Today (yesterday…) I babbled on at N. about this bit of process and that bit of problem solving, and which metal I liked better and how K. would EVENTUALLY get her little flame painted copper bits to use in her own artwork, and how x was time consuming, and how I didn’t want to make y any longer. She looked at my pieces and said they were beautiful and I am talented, and I am interesting, and she even said that I am unique (!) and that I need to get back to it. A little bit at a time.
She helped me see that it’s the same thing — I need to refill that well that is perilously close to empty.
N. is very wise.
Making isn’t only about giving something away, it’s about becoming more complete. It is, probably, MORE about that than it has ever been about the final product.
But back to unique (!) for a moment. I had to laugh when she said it, because those who know me know well that drawing attention to myself is PAINFUL for me. N. had asked what my creative outlets were, and I listed off jewelry (Legitimate, because I get paid for that, right?), and that I take the occasional photo for my own pleasure, and I read for a few writers — again for my own pleasure. I didn’t tell her about my blog. And she even asked about my site — if I had one. Well yes, but not really active. It skirted the edges of dishonest, and I’m not that. Must amend that little dodge, especially since she encouraged me to write — to journal specifically. I only privately journal in the grudging sort of way of small annoyances and vast injustices and very little in the way of wisdom and brilliance which I think so many creative people hope to capture when they make.
Well, until they know better. Messy and flailing yield more interesting results, in truth. Make a mistake and then refine. And refine again. And trip. And swear. And backtrack. And refine. Take it apart/tear it up/delete it. Start again. Wonder if you are insane. Discover something fascinating and unexpected! Work feverishly. Hit a wall. Have life interfere. Fiddle longingly. Put it away for two years, three months, and a week or so. Stare at it for 29 days. Have it come together in ease and elegance and wonder why you didn’t see how to accomplish that back when. Like that. It’s complicated.
But unique. It slides away from me as I try to find the point in this silly little blog. ME? UNIQUE??? See? It’s painful and catnippy all at the same time. When people have asked what I do more recently, I have not claimed the identity of artist. Also known as One Who Would Like to Be/Make Unique. I told her that I have instead chosen to be in stealth mode — where it is safer. Where there aren’t so many expectations.
The problem with safety and low expectations is that there are also far fewer rewards. Not the money rewards, or attention — no. The rewards of having spent time in this life doing something fulfilling. As she said, all we have is right now. Frittering away my time on fearing that I MIGHT NOT be able to make, rather than just plowing ahead and TRYING is a waste of all that I…am.

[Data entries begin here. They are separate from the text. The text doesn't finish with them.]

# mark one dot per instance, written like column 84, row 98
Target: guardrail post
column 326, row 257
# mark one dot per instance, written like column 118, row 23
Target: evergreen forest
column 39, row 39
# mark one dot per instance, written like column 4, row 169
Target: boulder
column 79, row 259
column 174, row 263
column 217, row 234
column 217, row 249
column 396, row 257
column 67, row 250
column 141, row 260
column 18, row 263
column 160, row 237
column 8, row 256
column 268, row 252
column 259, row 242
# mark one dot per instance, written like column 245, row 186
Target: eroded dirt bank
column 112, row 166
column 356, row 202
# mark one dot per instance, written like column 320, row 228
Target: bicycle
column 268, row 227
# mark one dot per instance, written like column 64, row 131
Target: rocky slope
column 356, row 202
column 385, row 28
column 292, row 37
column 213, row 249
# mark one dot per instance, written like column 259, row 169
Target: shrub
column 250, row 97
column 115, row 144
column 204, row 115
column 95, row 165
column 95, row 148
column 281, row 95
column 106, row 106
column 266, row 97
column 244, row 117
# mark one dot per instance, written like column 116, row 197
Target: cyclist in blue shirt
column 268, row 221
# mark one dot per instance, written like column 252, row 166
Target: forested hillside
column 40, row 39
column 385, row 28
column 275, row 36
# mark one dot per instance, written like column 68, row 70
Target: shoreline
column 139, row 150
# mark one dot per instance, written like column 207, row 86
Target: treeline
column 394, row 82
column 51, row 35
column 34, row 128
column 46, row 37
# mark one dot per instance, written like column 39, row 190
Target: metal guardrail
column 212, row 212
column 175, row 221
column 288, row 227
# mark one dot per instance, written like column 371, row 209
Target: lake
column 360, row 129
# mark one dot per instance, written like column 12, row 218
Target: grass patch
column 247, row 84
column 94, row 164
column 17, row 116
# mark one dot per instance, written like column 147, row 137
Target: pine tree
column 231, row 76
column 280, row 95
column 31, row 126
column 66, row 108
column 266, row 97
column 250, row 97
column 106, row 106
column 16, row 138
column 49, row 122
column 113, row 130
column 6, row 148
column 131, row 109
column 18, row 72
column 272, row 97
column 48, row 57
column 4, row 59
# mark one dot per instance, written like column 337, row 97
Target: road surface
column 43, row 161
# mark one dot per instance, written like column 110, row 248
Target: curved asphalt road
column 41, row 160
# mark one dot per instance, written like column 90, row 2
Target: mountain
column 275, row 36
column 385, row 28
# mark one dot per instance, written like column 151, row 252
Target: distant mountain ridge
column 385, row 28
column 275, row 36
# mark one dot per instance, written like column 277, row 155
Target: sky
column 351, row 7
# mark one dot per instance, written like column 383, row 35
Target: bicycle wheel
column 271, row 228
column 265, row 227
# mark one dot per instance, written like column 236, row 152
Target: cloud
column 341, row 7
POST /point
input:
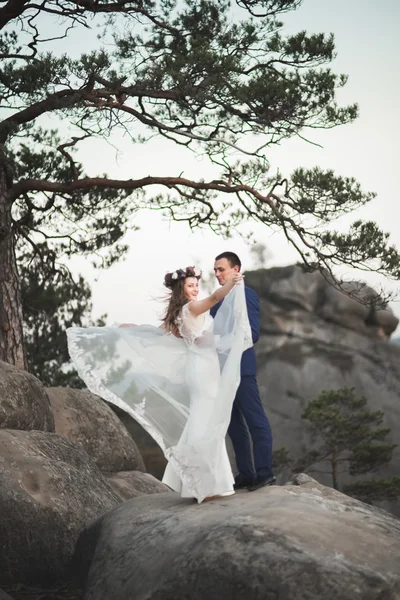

It’s going to be bumpy. I know this. I’m still befuddled and furious and despairing. But I think I’ll bang on some metal a little. Maybe fondle something slinky that I’ve already built and let the tactile aspects draw me back in.
My niece J. and I were texting tonight (yesterday), and she said that in her opinion, I am adventurous. That gave me such a glow of pleasure. My blend-in self is seen as adventurous by one of my most favorite young people.
As she was leaving, N. and I were talking about writers and writing. She said that if I ever write a book, I should call it Stealth Mode. I like it.